# meerkat feeding..



## fern (May 25, 2008)

in college i need to produce a diet sheet for a meerkat in captivity.. so what do you feed your meerkats? what weights/how many? what times? any suppliments? 

thankyouuu!!

also doing tapir and lion.. (for people who work within zoos and things  ) thanks


----------



## Pouchie (Feb 9, 2008)

I used to have Meerkats and I still have my diet sheet for them. Cant help you with Lion or Tapir though LOL


Meerkat

SA37 - daily

Monday

Chicks 
Mince 
Crickets
Broccoli 
Cucumber 
Pear 

Tuesday 

Eggs
Turkey
Locusts
Carrots
Sweetcorn
Melon 

Wednesday

Chicks
Mice
Earthworms
Cauli
Pear

Thursday 

Eggs
Turkey 
Green beans 
Peach/nectarine
Wax Worms
Crickets 

Friday 

Bread Soaked In Milk
Chicks
Mice
Mealworms 
Tomatoes
Papaya

Saturday 

Mice
Mince
Earthworms
Peas
Courgette
Banana 
Pear 

Sunday 

Turkey
Sweet Potato
Bread Soaked In Milk
Apricot
Locusts
Pasta


----------



## fern (May 25, 2008)

thats soo helpful!! thankyou!! 

xxxx


----------



## africa (Sep 12, 2008)

Pouchie said:


> I used to have Meerkats and I still have my diet sheet for them.
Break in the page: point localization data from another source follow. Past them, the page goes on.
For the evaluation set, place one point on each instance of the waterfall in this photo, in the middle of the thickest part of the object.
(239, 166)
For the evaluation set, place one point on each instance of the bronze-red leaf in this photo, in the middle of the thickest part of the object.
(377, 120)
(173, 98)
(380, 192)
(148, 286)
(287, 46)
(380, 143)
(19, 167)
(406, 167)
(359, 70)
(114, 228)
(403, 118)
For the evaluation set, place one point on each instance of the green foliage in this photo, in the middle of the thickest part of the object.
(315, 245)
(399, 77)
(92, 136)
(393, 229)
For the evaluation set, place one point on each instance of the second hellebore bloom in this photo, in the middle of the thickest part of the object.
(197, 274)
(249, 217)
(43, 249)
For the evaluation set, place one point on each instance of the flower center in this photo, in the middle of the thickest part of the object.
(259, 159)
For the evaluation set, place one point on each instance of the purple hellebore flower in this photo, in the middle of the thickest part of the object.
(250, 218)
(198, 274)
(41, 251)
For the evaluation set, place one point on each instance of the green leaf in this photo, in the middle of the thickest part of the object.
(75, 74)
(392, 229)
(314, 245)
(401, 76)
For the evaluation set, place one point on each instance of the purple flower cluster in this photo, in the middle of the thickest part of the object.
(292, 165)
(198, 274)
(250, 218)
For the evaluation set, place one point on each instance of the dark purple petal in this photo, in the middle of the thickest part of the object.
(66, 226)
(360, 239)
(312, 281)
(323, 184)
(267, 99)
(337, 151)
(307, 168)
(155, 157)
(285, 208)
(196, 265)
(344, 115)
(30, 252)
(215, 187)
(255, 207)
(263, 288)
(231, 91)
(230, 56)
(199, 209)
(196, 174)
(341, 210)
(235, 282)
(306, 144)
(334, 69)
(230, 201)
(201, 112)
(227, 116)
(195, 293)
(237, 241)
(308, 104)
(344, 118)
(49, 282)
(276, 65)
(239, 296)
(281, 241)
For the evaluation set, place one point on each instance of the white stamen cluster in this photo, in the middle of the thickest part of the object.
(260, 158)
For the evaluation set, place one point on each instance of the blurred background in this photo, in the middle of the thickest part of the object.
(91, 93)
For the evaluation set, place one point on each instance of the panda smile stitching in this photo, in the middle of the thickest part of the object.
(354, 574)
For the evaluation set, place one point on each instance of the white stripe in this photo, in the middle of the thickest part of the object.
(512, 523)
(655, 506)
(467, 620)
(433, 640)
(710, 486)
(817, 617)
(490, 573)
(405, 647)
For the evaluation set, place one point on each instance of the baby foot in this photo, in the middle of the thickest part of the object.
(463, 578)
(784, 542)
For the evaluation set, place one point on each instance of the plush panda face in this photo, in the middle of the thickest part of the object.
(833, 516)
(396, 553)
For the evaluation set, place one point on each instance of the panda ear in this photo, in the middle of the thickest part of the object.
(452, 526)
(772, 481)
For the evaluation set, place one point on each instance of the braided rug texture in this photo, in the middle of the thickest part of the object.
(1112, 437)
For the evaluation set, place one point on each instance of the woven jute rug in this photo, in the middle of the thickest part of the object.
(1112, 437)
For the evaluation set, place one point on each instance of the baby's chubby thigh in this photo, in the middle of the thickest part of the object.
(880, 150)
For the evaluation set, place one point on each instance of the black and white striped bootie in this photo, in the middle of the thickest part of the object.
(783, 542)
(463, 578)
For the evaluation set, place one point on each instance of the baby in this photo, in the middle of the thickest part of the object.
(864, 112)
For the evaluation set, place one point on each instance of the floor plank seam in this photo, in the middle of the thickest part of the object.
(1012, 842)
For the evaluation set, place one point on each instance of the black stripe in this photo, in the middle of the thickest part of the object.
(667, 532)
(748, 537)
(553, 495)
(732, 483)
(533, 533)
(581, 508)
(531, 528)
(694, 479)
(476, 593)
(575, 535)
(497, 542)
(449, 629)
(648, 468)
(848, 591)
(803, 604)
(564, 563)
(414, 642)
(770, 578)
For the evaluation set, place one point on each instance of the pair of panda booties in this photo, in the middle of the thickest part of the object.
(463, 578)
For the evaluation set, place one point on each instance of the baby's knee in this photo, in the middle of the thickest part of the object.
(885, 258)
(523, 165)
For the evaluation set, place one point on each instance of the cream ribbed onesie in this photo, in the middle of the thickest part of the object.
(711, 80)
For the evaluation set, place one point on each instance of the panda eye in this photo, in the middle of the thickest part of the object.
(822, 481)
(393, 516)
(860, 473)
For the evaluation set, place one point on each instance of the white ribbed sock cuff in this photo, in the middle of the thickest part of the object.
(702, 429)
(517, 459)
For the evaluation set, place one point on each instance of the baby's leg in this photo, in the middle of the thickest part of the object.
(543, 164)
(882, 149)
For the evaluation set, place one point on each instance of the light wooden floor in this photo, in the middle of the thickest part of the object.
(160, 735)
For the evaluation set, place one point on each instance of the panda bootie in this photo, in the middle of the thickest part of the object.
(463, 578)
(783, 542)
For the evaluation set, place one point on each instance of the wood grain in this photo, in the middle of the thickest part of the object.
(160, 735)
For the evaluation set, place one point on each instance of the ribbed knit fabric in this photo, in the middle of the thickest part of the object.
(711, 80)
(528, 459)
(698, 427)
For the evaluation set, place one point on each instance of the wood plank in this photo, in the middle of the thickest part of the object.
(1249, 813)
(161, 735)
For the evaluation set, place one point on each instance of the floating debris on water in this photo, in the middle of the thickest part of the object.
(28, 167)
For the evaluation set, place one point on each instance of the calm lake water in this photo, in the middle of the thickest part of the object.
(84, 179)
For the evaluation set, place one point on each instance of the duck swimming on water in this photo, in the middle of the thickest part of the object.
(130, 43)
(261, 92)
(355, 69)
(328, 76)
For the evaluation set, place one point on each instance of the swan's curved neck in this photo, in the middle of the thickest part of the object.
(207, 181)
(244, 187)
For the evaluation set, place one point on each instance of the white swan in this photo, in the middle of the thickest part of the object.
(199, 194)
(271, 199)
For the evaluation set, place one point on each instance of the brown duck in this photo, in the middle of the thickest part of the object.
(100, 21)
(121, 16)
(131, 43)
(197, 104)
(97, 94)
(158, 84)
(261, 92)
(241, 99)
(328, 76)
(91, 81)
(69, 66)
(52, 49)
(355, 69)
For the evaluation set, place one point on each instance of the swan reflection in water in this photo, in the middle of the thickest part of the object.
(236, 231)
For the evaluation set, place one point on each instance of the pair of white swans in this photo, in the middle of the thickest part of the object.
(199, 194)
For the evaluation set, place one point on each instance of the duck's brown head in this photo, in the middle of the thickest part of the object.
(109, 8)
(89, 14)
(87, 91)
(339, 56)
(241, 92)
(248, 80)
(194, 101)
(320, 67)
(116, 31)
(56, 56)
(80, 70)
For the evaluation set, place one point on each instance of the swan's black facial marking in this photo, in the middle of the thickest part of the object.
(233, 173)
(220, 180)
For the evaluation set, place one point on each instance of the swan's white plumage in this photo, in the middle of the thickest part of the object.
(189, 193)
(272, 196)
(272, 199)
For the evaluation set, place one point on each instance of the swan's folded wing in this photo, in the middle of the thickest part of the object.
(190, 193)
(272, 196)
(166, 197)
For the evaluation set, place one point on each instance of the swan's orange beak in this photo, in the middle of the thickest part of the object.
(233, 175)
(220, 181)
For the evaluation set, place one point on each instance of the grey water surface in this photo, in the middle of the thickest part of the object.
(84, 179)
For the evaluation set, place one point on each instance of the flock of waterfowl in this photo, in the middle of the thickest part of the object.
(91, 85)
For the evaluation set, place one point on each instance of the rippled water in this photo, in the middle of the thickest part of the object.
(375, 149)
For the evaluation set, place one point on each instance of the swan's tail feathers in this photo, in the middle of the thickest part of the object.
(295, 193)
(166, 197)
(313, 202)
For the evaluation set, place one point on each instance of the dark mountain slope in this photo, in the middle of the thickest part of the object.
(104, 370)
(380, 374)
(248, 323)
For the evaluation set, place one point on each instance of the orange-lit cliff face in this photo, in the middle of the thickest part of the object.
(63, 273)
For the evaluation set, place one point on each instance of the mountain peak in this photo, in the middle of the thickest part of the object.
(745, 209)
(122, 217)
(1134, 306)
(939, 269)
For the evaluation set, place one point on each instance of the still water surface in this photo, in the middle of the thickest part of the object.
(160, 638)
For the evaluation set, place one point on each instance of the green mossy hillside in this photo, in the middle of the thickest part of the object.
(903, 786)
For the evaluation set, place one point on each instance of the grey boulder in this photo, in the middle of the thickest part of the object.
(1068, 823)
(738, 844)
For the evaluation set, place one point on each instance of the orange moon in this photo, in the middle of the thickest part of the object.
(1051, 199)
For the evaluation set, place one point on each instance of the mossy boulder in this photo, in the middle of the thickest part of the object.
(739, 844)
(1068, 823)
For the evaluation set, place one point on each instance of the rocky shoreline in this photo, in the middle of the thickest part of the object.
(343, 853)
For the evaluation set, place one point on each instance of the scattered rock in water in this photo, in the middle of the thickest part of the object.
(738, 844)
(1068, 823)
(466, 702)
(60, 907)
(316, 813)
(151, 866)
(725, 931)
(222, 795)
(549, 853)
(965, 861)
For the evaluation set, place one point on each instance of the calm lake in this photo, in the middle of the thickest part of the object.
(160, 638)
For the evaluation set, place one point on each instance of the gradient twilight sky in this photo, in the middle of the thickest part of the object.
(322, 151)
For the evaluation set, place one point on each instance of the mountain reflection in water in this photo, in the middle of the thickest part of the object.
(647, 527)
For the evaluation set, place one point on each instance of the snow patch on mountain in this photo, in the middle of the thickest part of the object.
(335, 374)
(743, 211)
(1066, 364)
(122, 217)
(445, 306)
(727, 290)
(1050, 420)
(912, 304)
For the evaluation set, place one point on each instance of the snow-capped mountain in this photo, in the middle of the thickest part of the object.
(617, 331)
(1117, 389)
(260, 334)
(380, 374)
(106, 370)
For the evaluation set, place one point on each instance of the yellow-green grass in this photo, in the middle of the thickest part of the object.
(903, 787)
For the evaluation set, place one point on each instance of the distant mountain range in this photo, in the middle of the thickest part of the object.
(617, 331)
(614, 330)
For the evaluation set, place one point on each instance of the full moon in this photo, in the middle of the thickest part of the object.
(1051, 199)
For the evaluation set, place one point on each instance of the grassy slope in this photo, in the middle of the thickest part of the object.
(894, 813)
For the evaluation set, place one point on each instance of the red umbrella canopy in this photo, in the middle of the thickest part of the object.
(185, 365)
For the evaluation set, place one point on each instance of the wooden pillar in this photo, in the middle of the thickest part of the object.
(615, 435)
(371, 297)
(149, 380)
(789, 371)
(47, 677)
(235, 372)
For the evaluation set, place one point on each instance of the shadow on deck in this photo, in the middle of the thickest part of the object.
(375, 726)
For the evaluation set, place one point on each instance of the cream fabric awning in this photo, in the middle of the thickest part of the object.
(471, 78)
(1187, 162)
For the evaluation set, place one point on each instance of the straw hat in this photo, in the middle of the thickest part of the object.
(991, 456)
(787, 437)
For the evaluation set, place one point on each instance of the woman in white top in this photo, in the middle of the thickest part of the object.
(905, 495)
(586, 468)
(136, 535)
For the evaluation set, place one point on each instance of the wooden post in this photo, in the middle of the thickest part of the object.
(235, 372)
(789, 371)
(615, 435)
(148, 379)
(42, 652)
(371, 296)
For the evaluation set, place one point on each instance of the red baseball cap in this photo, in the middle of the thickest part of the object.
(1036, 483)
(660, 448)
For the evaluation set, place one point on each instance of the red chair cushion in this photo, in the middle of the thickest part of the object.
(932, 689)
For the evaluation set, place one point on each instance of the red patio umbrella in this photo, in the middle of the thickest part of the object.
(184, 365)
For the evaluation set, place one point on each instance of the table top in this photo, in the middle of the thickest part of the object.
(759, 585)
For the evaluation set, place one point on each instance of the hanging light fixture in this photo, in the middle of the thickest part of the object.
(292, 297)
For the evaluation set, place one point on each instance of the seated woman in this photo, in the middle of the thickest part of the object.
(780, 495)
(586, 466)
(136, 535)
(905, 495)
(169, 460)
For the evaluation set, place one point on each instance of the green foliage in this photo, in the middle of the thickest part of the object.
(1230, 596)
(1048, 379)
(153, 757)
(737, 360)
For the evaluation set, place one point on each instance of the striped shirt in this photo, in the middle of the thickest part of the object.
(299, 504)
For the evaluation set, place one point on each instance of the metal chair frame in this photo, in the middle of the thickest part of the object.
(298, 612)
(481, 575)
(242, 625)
Cant help you with Lion or Tapir though LOL
> 
> 
> Meerkat
> ...


We feed ours pretty much the same, ours like rice too and scambled eggs :2thumb:


----------



## stubeanz (Mar 28, 2007)

i feed pretty much the same also although with a lot more fruit and vegetables (its a diet i got off of a few zoos) i try to aim for at least 1 type of insect a day such as crickets, cockroaches, mealworms, a small bowl of varied fruit, vegetables and roughage such as pasta or rice, and at least a mouse or chick a day each, with the occasional treat of boiled egg.
stu


----------